I realized that this was what I really wanted to do, sustainable crafts, creating pieces customized by the customers, creating pieces that would reach a more familiar audience.
I Thought about what Salphy and its message would be.
I decided to think for a moment and go back to the question "what do you want to do?".
I wanted to create but I also wanted to convey a message of sustainability with my products. I was more and more sensitive to the problem of microplastics and I didn't want to contribute to it so I established partnerships with Bzalo and 4Garden to make the most of their wood waste, establishing Salphy based on a circular economy and a personal commitment to reusing all the wood I purchased to them.
Now I had a purpose, a target audience, more and more desire to create and some long-term goals.
Today there is a greater diversity of pieces, but we still don't have 100% of the products made from waste wood. However that is one of the goals.

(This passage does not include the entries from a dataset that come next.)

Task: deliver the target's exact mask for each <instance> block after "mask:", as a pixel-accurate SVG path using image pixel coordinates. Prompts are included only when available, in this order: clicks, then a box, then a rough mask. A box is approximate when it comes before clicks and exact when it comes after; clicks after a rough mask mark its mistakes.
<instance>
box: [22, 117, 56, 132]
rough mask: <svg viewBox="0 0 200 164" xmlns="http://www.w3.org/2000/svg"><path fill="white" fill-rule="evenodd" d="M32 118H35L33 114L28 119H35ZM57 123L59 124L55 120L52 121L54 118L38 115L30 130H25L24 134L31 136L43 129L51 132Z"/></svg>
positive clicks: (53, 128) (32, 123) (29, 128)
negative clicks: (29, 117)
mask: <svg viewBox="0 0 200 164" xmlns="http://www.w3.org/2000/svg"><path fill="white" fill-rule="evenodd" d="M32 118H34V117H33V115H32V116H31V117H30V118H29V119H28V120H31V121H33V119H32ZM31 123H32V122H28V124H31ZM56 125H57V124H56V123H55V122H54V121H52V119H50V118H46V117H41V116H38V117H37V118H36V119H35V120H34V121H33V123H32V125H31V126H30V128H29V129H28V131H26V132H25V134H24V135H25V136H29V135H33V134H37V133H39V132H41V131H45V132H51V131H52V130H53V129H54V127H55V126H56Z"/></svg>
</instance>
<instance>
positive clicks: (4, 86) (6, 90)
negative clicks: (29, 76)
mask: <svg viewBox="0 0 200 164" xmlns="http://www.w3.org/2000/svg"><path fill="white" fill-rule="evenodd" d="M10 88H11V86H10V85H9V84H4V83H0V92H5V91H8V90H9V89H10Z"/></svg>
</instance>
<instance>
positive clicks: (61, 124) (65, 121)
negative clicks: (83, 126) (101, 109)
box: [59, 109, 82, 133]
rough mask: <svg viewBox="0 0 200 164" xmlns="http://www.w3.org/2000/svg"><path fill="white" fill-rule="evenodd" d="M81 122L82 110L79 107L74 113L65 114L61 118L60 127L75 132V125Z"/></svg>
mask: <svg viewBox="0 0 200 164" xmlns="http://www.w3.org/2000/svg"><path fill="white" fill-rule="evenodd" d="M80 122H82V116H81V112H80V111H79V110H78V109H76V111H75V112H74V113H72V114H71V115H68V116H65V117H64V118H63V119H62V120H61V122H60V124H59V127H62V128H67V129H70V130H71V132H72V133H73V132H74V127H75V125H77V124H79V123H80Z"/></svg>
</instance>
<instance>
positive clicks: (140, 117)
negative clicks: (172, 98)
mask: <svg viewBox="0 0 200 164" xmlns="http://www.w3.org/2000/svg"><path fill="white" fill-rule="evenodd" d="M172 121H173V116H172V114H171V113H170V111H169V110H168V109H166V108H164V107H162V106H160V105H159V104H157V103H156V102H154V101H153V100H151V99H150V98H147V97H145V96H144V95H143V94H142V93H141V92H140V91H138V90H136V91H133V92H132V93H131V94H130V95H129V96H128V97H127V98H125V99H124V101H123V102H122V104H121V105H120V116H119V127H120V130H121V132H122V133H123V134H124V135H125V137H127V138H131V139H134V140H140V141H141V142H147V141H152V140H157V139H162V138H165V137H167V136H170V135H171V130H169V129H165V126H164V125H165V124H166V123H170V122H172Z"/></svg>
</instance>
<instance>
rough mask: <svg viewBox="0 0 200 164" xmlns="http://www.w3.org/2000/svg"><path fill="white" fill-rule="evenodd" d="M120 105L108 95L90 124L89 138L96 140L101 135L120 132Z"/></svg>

We have a "natura" product line where all the components of the products are sustainable and natural, and can be biodegradable or recyclable at the end of their life but I would like to be able to say that about 100% of the products.
I don't know if I will achieve this goal I set myself to but without a doubt I will continue to try. Today I proudly speak of Salphy and I value my work and my talent thanks to the continuous receptiveness that the products have had with the public, family and friends included.
For me this project is something that motivates me on a daily basis to continue to be creative and believe that it is possible to work to do what we like and combine it with causes we believe in. We will soon start a campaign to support animal rescues by purchasing our products.